O econtro foi realizado na residência oficial do líder da Casa na capital federal. Leite falou do impacto acumulado das perdas da categoria e reiterou a urgência de uma solução estrutural para a recuperação da capacidade produtiva:

“O presidente do Senado foi muito sensível à pauta. Ele conhece o tema e sabe da importância de evoluirmos no apoio ao agro, que enfrenta situações extremas há anos. O que defendemos é a votação da proposta, que permite acesso a um crédito com juros mais baixos e prazo mais longo, devolvendo condições para o produtor seguir produzindo”.

Ele também enfatizou que o setor rural passa, no Rio Grande do Sul, por um ciclo prolongado de quebra de safras e endividamento crescente. Trata-se de um contexto que tem reduzido a produtividade, a capacidade de investimento e até mesmo provocado êxodo de famílias do campo.

Estudos apresentados pelo governo mostram que, no período de 2020 a 2025, o Estado perdeu quase 49 milhões de toneladas de grãos – o que representa R$ 126,3 bilhões em faturamento não obtido, mais que a metade do Produto Interno Bruto (PIB) gaúcho em um ano. Esse cenário levou a uma elevação da inadimplência agrícola e à limitação de acesso a crédito rural – sobretudo para irrigação, considerada essencial para atenuar os efeitos do déficit de chuvas.

Alternativa

Também esteve na pauta da reunião um eventual cenário no qual o projeto de lei tramite de forma lenta. A alternativa, nesse caso, seria avançar por meio de ajustes no texto da medida provisória nº 1.314/2025, já em debate no Congresso Nacional e cujo rito interno é mais rápido.
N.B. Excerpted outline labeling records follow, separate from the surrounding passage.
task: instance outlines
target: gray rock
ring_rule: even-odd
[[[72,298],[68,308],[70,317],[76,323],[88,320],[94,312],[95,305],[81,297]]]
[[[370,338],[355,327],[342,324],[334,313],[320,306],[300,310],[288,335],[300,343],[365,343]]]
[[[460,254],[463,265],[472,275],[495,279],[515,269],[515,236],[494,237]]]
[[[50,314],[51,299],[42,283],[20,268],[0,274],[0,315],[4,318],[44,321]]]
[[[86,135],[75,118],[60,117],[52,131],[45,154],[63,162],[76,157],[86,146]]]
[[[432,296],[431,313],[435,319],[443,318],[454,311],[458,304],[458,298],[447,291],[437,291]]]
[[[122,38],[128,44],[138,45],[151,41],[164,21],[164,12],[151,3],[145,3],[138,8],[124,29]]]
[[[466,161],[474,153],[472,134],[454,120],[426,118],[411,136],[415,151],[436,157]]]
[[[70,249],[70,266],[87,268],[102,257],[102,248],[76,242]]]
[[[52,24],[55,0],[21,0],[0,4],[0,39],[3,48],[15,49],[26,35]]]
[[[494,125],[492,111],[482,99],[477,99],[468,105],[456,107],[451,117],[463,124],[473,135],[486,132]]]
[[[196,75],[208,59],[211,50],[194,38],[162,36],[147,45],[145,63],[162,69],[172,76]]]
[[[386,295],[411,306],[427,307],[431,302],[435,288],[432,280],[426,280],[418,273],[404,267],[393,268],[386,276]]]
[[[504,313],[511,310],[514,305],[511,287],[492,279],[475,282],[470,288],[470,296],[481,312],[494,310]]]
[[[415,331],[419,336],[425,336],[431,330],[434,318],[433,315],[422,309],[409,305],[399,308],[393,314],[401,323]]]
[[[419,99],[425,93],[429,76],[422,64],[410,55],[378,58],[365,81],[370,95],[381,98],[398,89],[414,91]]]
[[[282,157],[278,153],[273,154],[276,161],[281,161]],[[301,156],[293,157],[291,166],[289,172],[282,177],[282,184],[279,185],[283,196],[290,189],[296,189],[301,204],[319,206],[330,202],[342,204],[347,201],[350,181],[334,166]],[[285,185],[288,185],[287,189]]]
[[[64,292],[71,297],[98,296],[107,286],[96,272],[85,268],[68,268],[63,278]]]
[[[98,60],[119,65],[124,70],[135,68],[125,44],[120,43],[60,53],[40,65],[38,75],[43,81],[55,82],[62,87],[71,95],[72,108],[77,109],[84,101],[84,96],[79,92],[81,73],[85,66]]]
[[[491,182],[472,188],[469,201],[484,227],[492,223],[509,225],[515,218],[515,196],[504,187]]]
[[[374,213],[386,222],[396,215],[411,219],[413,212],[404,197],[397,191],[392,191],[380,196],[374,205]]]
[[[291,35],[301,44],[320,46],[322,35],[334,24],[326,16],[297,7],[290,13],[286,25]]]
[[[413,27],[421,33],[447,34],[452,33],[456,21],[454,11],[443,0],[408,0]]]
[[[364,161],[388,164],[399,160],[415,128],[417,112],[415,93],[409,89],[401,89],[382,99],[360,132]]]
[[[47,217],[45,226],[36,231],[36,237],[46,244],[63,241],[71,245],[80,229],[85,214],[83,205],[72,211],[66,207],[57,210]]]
“Seja pela votação do projeto ou por ajustes no texto da medida provisória, o fundamental é atingir o objetivo de permitir que os produtores obtenham tais recursos”, declarou Leite após o encontro. “Do jeito que a MP está, muitos ficam hoje de fora por exigências que limitam o acesso. Precisamos corrigir isso para destravar nossa economia rural, determinante para o resultado do Estado e do País.”

O governador argumentou, ainda, que o uso do Fundo Social não gera impacto no resultado primário da União, por se tratar da movimentação de um ativo financeiro. Segundo ele, para o Rio Grande do Sul trata-se de uma medida estratégica para reconstruir sua capacidade produtiva e garantir resiliência diante de mudanças climáticas.

“Não estamos falando de resolver o problema de uma safra, mas de garantir o futuro da agricultura gaúcha”, concluiu. “Para isso, precisamos de instrumentos que deem fôlego ao produtor e segurança para investir”.